The so-called P5+1 group wants Iran to suspend production of uranium enriched to 20 percent, while the Islamic republic is pressing for relief from sanctions set to tighten when an EU oil embargo kicks in on July 1. European insurers and shipping companies carrying Iranian crude to other parts of the world will be affected and shouldn’t expect relief, Mann said in the Russian capital.
U.S. Stockpiles
U.S. crude supplies probably dropped 1.3 million barrels last week, according to the median estimate of seven analysts in a Bloomberg News survey before a report from the Energy Department tomorrow. Gasoline and distillate stockpiles each rose 1 million barrels, the survey shows.
The American Petroleum Institute will release separate inventory data today. The API collects stockpile information on a voluntary basis from operators of refineries, bulk terminals and pipelines. The government requires that reports be filed with the Energy Department for its weekly survey.
Enbridge Inc. (ENB) said it expects to boost capacity on its Seaway pipeline to 400,000 barrels a day by the end of this year. The line is already transporting its current capacity of 150,000 barrels a day from Cushing, Oklahoma, to the U.S. Gulf Coast, Enbridge President Al Monaco said yesterday in Toronto. Enterprise Products Partners LP (EPD), which owns the pipeline along with Enbridge, previously said the line’s capacity would be increased by the first quarter of 2013.

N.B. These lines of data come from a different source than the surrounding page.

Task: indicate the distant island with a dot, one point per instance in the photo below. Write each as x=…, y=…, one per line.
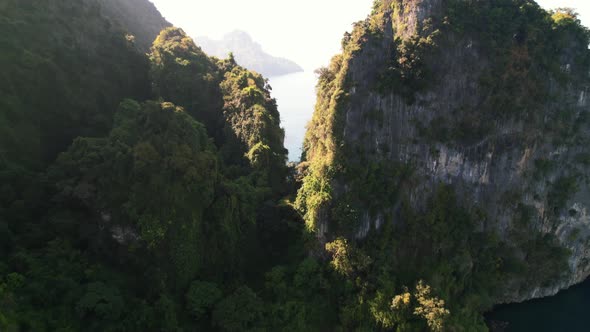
x=248, y=53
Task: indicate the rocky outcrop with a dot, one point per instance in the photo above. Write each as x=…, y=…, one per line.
x=486, y=111
x=248, y=53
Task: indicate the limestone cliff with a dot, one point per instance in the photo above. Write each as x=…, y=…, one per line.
x=248, y=53
x=490, y=97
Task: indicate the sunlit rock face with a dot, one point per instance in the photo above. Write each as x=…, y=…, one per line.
x=504, y=138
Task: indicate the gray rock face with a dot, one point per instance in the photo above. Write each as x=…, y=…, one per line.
x=517, y=161
x=248, y=53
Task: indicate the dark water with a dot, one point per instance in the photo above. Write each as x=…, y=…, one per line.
x=568, y=311
x=295, y=95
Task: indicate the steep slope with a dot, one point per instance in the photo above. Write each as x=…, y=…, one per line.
x=65, y=67
x=447, y=129
x=248, y=53
x=139, y=18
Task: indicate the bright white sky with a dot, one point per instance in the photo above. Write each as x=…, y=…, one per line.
x=306, y=31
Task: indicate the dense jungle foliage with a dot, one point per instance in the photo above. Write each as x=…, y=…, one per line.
x=442, y=245
x=149, y=192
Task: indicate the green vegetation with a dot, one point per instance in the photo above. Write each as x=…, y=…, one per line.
x=150, y=192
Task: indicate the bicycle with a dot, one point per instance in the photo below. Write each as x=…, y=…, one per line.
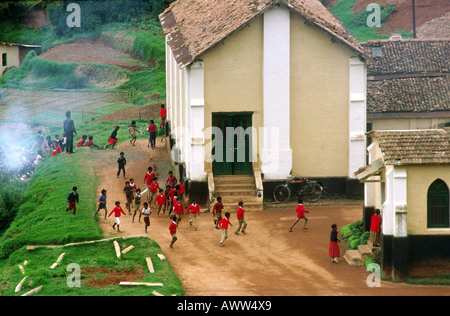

Federal Reserve officials begin a two-day meeting today to consider measures to stimulate the world’s biggest economy. The dollar slid against the euro amid prospects that policy makers will consider further stimulus to sustain the U.S. economy.
“Stimulus announcements could possibly be a bullish factor for commodities but I don’t think the Fed will do that at this time,” Hasegawa said. “They will keep things unchanged.”